El pensamiento de la Revolución de 1789 es el punto de partida de la Francia actual ya que es la ideología que en ella predomina. Sus “dogmas” se han convertido en principios rectores del pueblo francés. Inspiraron a finales del siglo XIX la persecución religiosa y el anticlericalismo revelando la falta de equilibrio entre la libertad y la autoridad como se pudo ver en la polémica suscitada en torno a la escuela francesa. El fenómeno más característico de la Francia del siglo XIX es el del laicismo hostil y demoledor. Un proceso iniciado bajo el signo de la secularización que se consuma con la ruidosa ruptura de relaciones entre Francia y la Santa Sede, acogida con algarabía por cuantos opinaban que había llegado el tiempo de situar a la Iglesia católica en su lugar: a saber, en los templos, en las sacristías, lejos de los parlamentos, de las empresas, de las universidades, de las escuelas. La presencia de la religión en la vida pública tenía un nombre: el clericalismo; y León Gambetta había señalado en él al enemigo.
Hoy Francia es un país completamente descristianizado. Grandes zonas del país, pero especialmente, las grandes aglomeraciones urbanas han llegado a prescindir totalmente de la religión y su existencia presenta una gran semejanza con sociedades agnósticas, ateas o incluso, paganas. El sucedáneo del multiculturalismo ha devenido en rotundo fracaso. No ha resultado ser ese intercambio sereno de la cultura que permanece y sobrevive como fórmula a las grandes catástrofes y contribuye a afianzar la paz y la concordia. Por el contrario, ha provocado más bien una vastísima siembra de ignorancia y discordia en la que se afilan odios, se resucitan venganzas y el espíritu del desquite flota en el angustioso paisaje francés.
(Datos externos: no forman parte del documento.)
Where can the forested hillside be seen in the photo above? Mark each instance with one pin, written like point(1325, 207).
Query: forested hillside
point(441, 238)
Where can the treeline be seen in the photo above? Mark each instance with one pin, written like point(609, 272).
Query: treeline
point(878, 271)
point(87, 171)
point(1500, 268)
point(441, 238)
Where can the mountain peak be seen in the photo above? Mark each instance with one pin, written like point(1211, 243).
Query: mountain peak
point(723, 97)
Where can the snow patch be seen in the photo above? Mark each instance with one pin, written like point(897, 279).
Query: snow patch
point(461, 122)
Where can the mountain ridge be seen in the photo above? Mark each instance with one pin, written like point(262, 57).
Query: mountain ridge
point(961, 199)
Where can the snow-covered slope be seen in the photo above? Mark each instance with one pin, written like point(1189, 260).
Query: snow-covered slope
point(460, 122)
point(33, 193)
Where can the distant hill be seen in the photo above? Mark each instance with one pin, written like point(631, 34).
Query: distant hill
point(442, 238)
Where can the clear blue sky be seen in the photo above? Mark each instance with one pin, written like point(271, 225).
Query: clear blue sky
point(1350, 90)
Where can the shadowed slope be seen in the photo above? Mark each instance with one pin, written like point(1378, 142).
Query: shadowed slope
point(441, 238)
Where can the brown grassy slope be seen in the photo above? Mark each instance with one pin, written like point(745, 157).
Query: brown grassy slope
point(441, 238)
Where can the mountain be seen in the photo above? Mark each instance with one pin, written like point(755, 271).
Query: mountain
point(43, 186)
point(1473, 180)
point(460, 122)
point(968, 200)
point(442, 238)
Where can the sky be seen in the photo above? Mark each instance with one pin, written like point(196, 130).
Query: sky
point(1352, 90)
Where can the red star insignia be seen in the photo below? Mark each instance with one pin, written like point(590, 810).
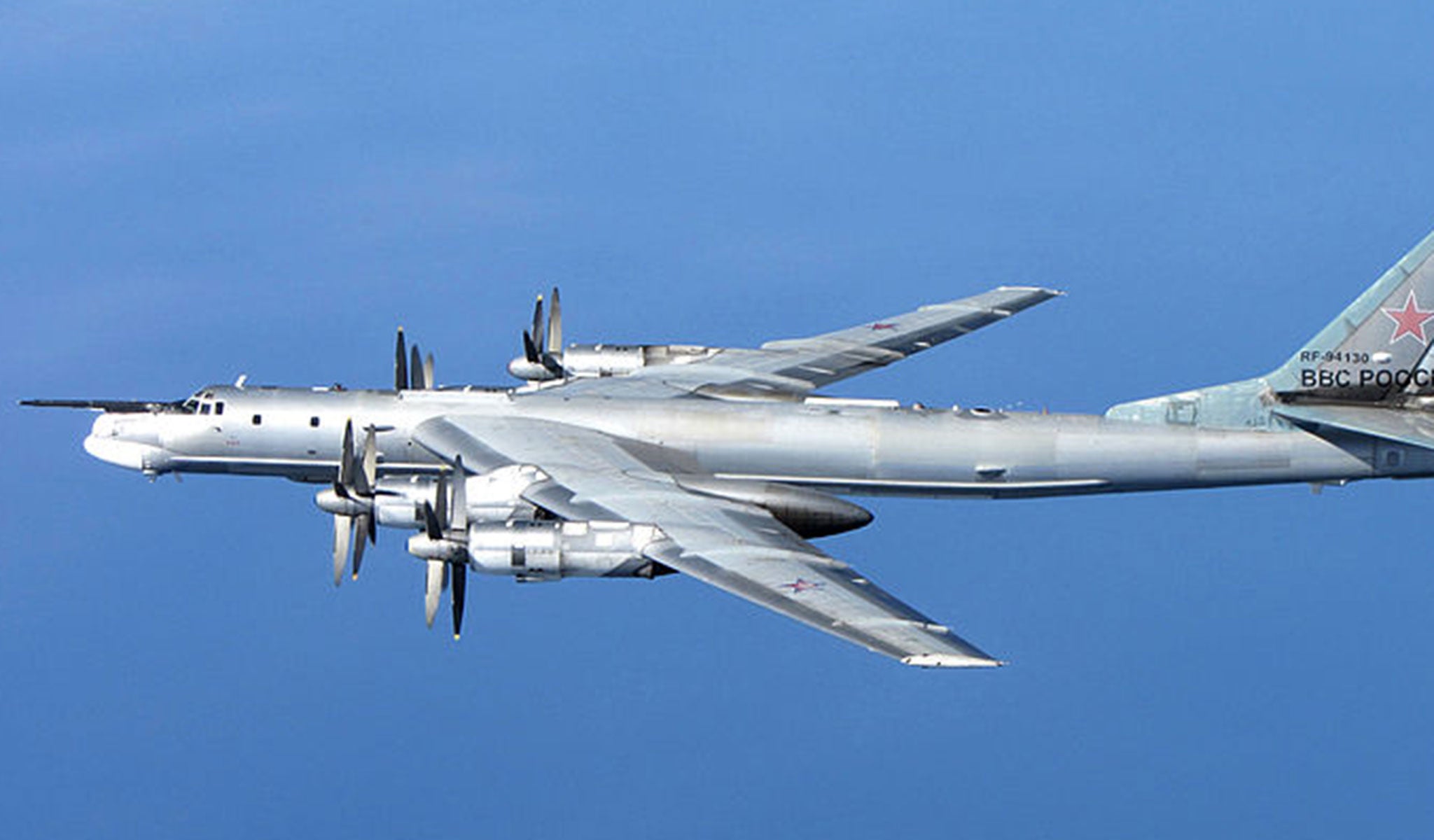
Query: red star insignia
point(1410, 320)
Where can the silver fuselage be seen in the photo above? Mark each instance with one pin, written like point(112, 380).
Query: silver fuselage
point(842, 446)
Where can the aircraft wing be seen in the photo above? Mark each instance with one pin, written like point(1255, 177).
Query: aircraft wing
point(799, 366)
point(735, 547)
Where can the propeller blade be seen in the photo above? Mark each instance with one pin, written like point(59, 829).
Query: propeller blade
point(555, 326)
point(401, 365)
point(416, 369)
point(362, 524)
point(431, 522)
point(346, 461)
point(343, 535)
point(369, 476)
point(440, 509)
point(433, 587)
point(458, 517)
point(459, 591)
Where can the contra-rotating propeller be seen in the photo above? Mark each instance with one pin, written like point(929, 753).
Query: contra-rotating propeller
point(543, 344)
point(412, 372)
point(353, 496)
point(445, 545)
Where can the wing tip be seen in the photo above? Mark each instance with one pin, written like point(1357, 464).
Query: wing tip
point(949, 662)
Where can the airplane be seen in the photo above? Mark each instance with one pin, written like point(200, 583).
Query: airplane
point(723, 463)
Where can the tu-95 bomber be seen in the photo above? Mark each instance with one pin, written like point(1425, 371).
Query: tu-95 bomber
point(725, 463)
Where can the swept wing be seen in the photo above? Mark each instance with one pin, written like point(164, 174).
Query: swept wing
point(735, 547)
point(798, 366)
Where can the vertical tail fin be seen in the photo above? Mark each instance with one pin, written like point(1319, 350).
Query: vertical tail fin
point(1379, 347)
point(1377, 351)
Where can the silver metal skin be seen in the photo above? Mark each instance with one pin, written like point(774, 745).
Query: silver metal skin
point(719, 462)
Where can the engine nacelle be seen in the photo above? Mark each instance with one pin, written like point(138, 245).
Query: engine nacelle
point(550, 551)
point(587, 360)
point(599, 360)
point(399, 499)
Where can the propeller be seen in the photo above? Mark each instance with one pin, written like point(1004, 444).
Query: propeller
point(543, 344)
point(412, 372)
point(356, 485)
point(401, 365)
point(445, 521)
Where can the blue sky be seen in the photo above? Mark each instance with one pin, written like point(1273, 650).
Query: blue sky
point(195, 191)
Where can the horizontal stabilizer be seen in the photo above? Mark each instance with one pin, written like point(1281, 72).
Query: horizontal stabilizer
point(1409, 426)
Cuanto más necesario resulta mantener serenos los nervios, Francia se tambalea ante la destrucción flanqueada por el rencor y la rabia de los unos y la tolerante condescendencia y el apaciguamiento de los demás.
En este mundo perturbado por fanáticos enemigos que azuzan odios entre pueblos y razas, es necesario oponer civilización contra barbarie. En El despertar de Epiménides, escribe Goethe: “Ojala os fuera dado a vosotros tener alejado todo el odio y así gozaréis de la dicha suprema: la de gustar, tras ruda lucha externa, la íntima paz”.